For someone like me who moved to the US for university, I learned about Juneteenth as an adult. I first heard of Juneteenth in passing when taking an African American Literature class. We were actually learning more about the Emancipation Proclamation and the mention of Juneteenth was a quick add-on to clarify that freedom for some enslaved people was a delayed affair. About a year later, during my downtime catching up on some TV I’d missed out on over a few weeks, I queued up an episode of Black-ish, which covered the history of the holiday that often goes unnoticed to non-Black folks (and non-American Black folks like me) each year. These chance encounters learning about Juneteenth showed me just how much the histories of enslaved Black people in the US are minimized in order to make the tidbits we do hear about all the more palatable.
As a person who’s had their fair share of moves across countries and continents, I’m a bit of an anomaly that people can’t neatly place me in a box. As a Black woman in the US, most people presumed that I was Black American. It also didn’t help that I have a shapeshifting accent that adapts to my environment, so I wasn’t necessarily turning heads with unconventional pronunciations either. At first glance I fit the bill pretty seamlessly, but I walked into an African American Literature class not knowing much except for what I’d studied in my high school History classes. Once people started figuring out that I was an international student after all, they were immediately perplexed as to why I was even interested in learning about African American literature anyway. As someone who didn’t have personal ties to the subject matter—by being Black American, or just American—it didn’t seem like something I needed to learn about.
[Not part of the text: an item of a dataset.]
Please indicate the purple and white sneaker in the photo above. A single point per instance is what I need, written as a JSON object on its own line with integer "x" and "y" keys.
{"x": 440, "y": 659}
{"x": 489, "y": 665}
How then do we celebrate this freshly minted holiday of Juneteenth? There’s something to be said about the Black diaspora solidarity I have for Black Americans as I see a celebration that holds such strong cultural significance for them finally getting recognized on a nationwide scale. With how interconnected we are over the internet (shoutout to Black Twitter), I do feel the urge to celebrate too—even if I’m not in the US. We would also be remiss to celebration the freedom of enslaved Black people without acknowledging where they were forcibly taken from to begin with: Africa. The more I think about it too, Juneteenth signifies an event that reverberates through the US and across the African continent as well. As much as we’re celebrating the freedom of enslaved Black people, it specifically shows the efforts taken by white slaveowners to prolong slavery even after it was already abolished a few years prior. Similarly, the histories of enslaved Africans traded to other locations across the globe are less often heard of. We never hear the stories of those who remained but witnessed the inhumane, forceful enslavement of people they knew. We don’t consider the overarching generational trauma faced by Black people under white supremacy through colonialism and slavery.
The stories of enslaved Africans are fundamentally rooted in suppression. Half-truths, sugar-coated accounts, and surface-level descriptions of these horrific events that plague our continent’s history. If anything, Juneteenth reminds that while this recognition is truly historic, there’s still much more work to be done to uproot the tactics of white supremacy on which it was born from.